In a production configuration of Cloud CMS, you will want to have a load balancer (LB) in front of both your API
and UI clusters. You should have one load balancer for the API cluster and one load balancer for the UI cluster.

Each load balancer is responsible for receiving requests from the outside world and efficiently distributing those
requests to the N servers that make up each cluster.

Load balancers use a number of strategies to try to determine which servers are most readily "available" to handle the
next request. To figure this out, load balancers often make HTTP calls to each server to get back a status code
(200) that indicates the server is healthy and available. More advanced load balancers may make further use of
response information to determine just "how healthy" a server is.

If a Load Balancer receives negative information about a server (i.e. non-200 error codes) for a period of time, it
may elect to pull that server out of service. Cloud CMS API and UI servers are stateless - they can be pulled out of
service and new servers can be added to their respective clusters on-the-fly.

API

When setting up a load balancer with the Cloud CMS API, we recommend the following HTTP endpoint:

GET /healthcheck

This will return a 200 if the server is healthy.
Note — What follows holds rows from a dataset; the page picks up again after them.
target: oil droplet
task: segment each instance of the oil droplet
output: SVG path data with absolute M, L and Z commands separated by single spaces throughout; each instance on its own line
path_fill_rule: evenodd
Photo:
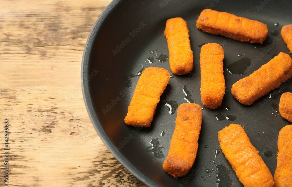
M 148 62 L 149 63 L 152 63 L 155 61 L 154 61 L 154 58 L 153 57 L 148 57 L 147 58 L 146 60 L 147 61 L 145 60 L 145 62 Z
M 130 88 L 132 86 L 132 81 L 131 80 L 128 80 L 127 82 L 125 83 L 125 86 L 127 88 Z
M 205 45 L 205 44 L 206 44 L 206 43 L 202 43 L 201 45 L 198 45 L 198 47 L 202 47 L 202 46 L 203 46 L 203 45 Z
M 124 79 L 124 81 L 126 81 L 129 79 L 129 76 L 127 75 L 125 75 L 124 76 L 123 78 Z
M 155 56 L 157 56 L 157 52 L 156 52 L 156 51 L 155 51 L 155 50 L 152 50 L 152 51 L 150 51 L 149 52 L 151 53 L 155 53 Z
M 244 57 L 232 63 L 227 67 L 227 70 L 232 74 L 244 75 L 246 74 L 244 71 L 251 65 L 251 63 L 250 59 Z
M 234 121 L 236 119 L 236 117 L 234 115 L 226 115 L 226 119 L 230 121 Z
M 164 149 L 164 147 L 159 147 L 159 145 L 160 144 L 158 141 L 158 138 L 152 139 L 150 143 L 152 146 L 147 147 L 147 149 L 150 148 L 151 148 L 151 149 L 150 150 L 147 150 L 147 151 L 153 153 L 153 156 L 154 157 L 157 158 L 162 158 L 165 157 L 161 150 L 162 149 Z
M 166 102 L 165 105 L 168 107 L 169 109 L 168 112 L 170 114 L 173 114 L 175 112 L 175 110 L 178 106 L 178 104 L 175 101 L 170 100 Z
M 277 104 L 275 104 L 274 103 L 272 103 L 271 105 L 272 107 L 275 110 L 278 110 L 279 109 L 279 106 Z
M 221 164 L 216 165 L 216 168 L 218 170 L 216 178 L 219 186 L 231 186 L 232 181 L 230 179 L 228 170 L 224 165 Z
M 191 98 L 192 97 L 192 94 L 191 92 L 187 89 L 187 86 L 185 85 L 182 89 L 182 91 L 183 92 L 185 97 L 185 100 L 187 101 L 188 103 L 194 103 L 194 100 Z
M 219 112 L 219 113 L 217 115 L 215 115 L 215 117 L 216 118 L 216 119 L 218 121 L 222 121 L 225 119 L 225 117 L 224 116 L 222 115 L 221 112 Z
M 159 61 L 160 62 L 163 62 L 167 61 L 167 59 L 168 59 L 168 57 L 165 54 L 161 54 L 159 55 L 159 57 L 158 58 L 156 58 L 156 59 Z
M 273 30 L 271 32 L 271 34 L 273 36 L 277 36 L 279 34 L 279 32 L 276 30 Z
M 139 75 L 141 75 L 141 74 L 142 74 L 142 72 L 143 71 L 143 70 L 144 70 L 144 68 L 142 68 L 142 69 L 141 69 L 141 70 L 139 71 L 139 72 L 138 72 L 138 73 L 137 73 L 137 76 L 139 76 Z
M 268 151 L 264 152 L 264 155 L 267 158 L 268 158 L 272 156 L 273 153 L 271 151 Z
M 216 160 L 216 157 L 219 154 L 219 153 L 220 153 L 220 149 L 216 149 L 216 152 L 215 153 L 215 160 Z

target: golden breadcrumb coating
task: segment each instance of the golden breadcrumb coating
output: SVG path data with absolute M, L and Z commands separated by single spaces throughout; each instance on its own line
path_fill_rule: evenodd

The actual calculation about whether the server is healthy takes
into account a number of internal metrics including memory usage, CPU utilization, available disk storage and
open file handles. If any of these metrics are deemed to be failing (such as if memory is allocated and staying
high over a long period of time and isn't being released), a non-200 may be returned.
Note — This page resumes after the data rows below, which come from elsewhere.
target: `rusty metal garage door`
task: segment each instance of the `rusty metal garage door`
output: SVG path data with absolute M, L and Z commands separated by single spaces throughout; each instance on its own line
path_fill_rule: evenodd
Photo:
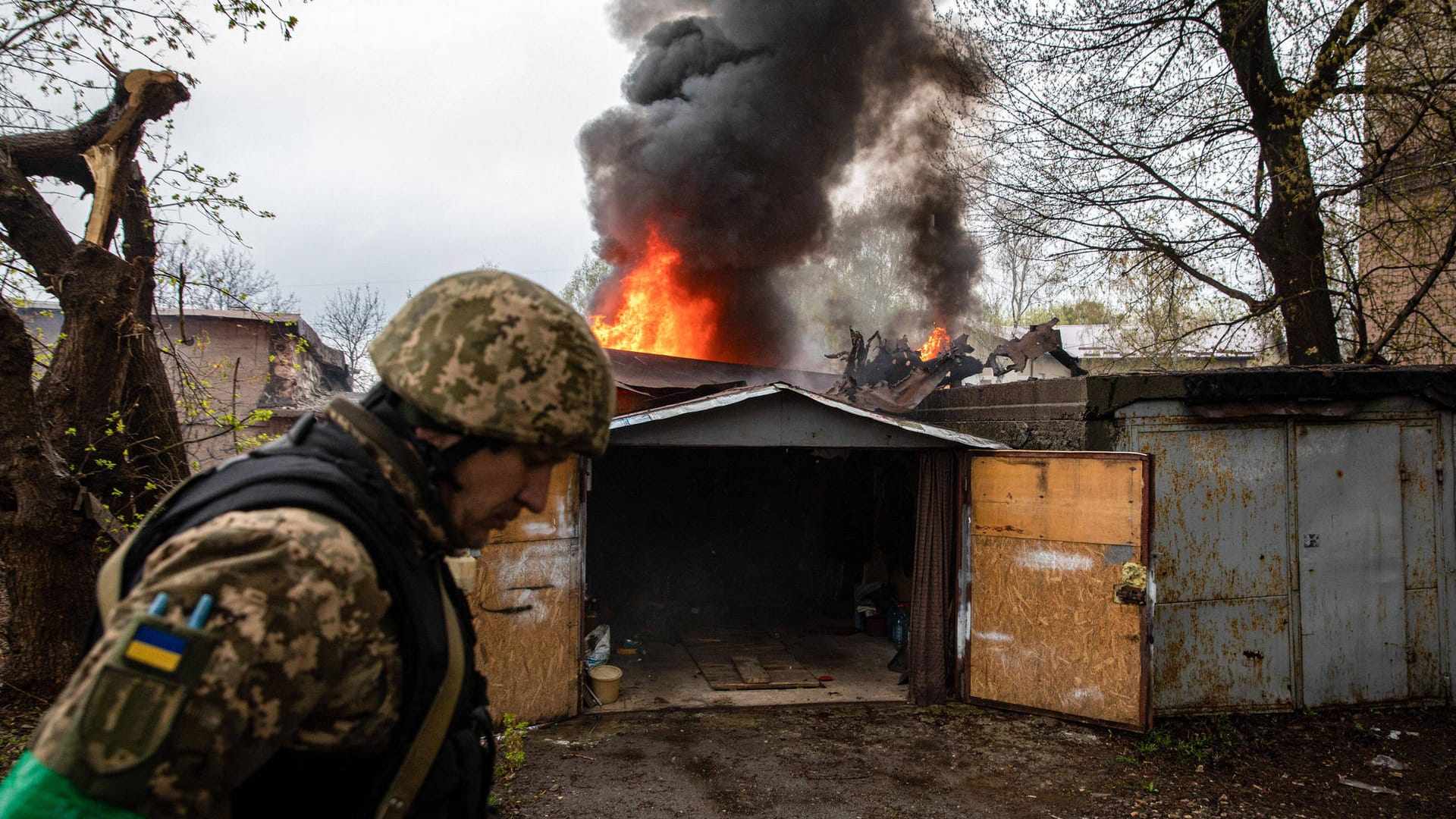
M 1147 456 L 967 458 L 965 698 L 1144 730 Z

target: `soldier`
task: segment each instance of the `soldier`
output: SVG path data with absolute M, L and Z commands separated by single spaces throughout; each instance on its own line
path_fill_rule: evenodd
M 443 558 L 606 449 L 610 364 L 499 271 L 431 284 L 370 354 L 363 404 L 185 482 L 108 561 L 103 635 L 0 818 L 485 813 L 485 681 Z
In addition, this method will hand back a JSON object with information about the computed metrics. Here is
an example of what that may look like:

{
    "healthy": true,
    "process-cpu-usage": 0.003007125105603858,
    "system-cpu-usage": 0.036103610361036105,
    "memory-usage-percentage": 0.1568696691605085,
    "max-file-handles": 10240,
    "open-file-handles": 701,
    "disk-usage-percentage[0]": 0.9851858949946486,
    "initialized": true,
    "ok": true
}

Where:

  • healthy - whether the server is healthy
  • process-cpu-usage - CPU utilization for Cloud CMS processes (across all CPUs/cores)
  • system-cpu-usage - CPU utilization for Cloud CMS + OS + other processes (across all CPUs/cores)
  • memory-usage-percentage - Memory utilization for Cloud CMS processes
  • max-file-handles - The maximum number of file handles configured
  • open-file-handles - The number of open file handles
  • disk-usage-percentage[x] - Disk/volume utilization for Cloud CMS volume mounts (indexed)
  • initialized - Whether Cloud CMS is running (true) or still starting up (false)

UI

When setting up a load balancer with the Cloud CMS UI, we recommend the following HTTP endpoint:

GET /healthcheck

This will return a 200 if the server is healthy. Unlike the API case, there are no additional computations
calculated to take into account metrics around disk space, memory or CPU utilization. This is a straightforward check
where a 200 will be returned if the server is healthy and a non-200 will be returned if the server is not.